- Eivar Location within Iran
- Coordinates: 36°58′06″N 56°15′41″E﻿ / ﻿36.96833°N 56.26139°E
- Country: Iran
- Province: North Khorasan
- County: Garmeh
- District: Central
- Established as a city: 2007

Population (2016)
- • Total: 3,994
- Time zone: UTC+3:30 (IRST)

= Eivar, North Khorasan =

City in North Khorasan province, Iran

Eivar (ايور) (Note: Also romanized as Eīvar) is a city in the Central District of Garmeh County, North Khorasan province, Iran.
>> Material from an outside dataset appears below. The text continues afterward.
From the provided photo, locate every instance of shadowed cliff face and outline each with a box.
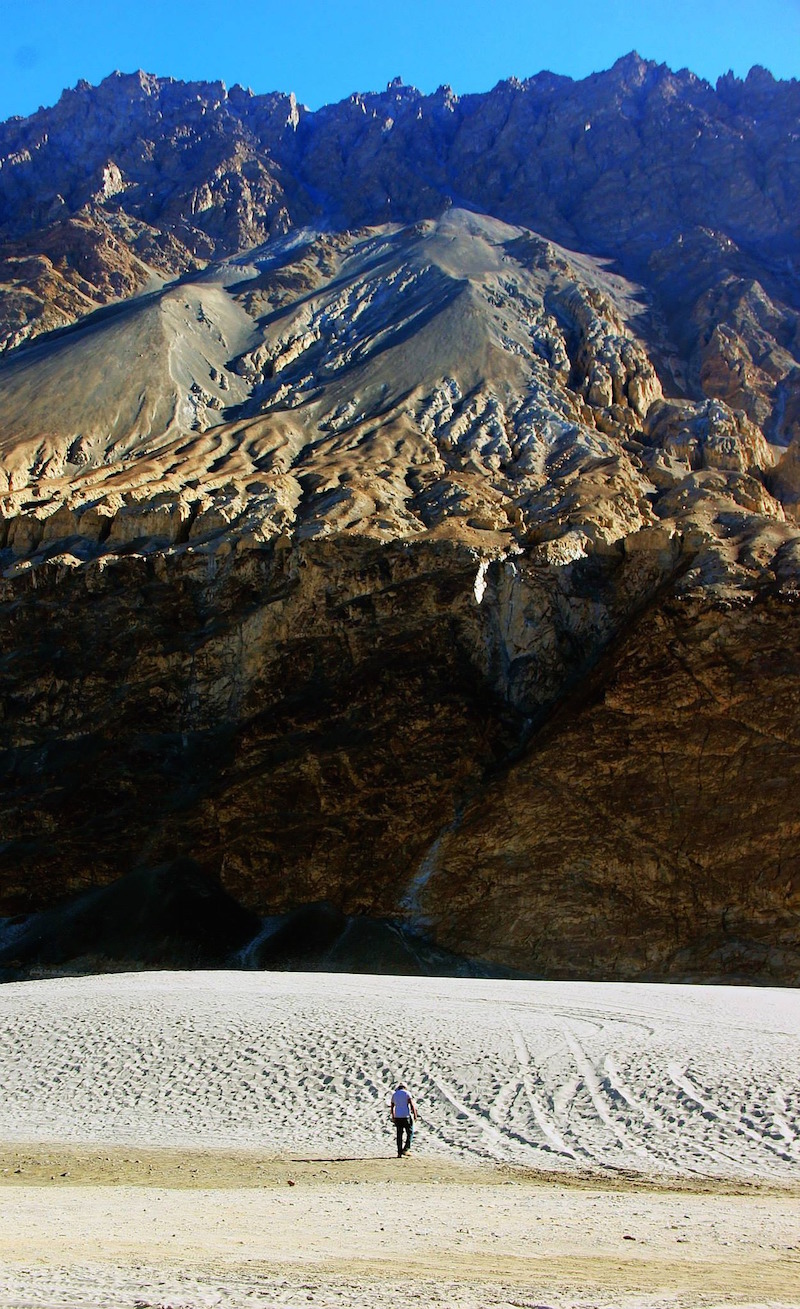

It was the administrative center for Miyan Dasht Rural District of the Central District of Jajrom County until its capital was transferred to the village of Amirabad.

==Demographics==
===Population===
At the time of the 2006 National Census, Eivar's population was 4,664 in 1,095 households, when it was a village in Miyan Dasht Rural District of the Central District in Jajrom County. The following census in 2011 counted 3,783 people in 1,021 households, by which time the village had been converted to a city. In 2008, Eivar was separated from the county in the establishment of Garmeh County and transferred to the new Central District. The 2016 census measured the population of the city as 3,994 people in 1,171 households.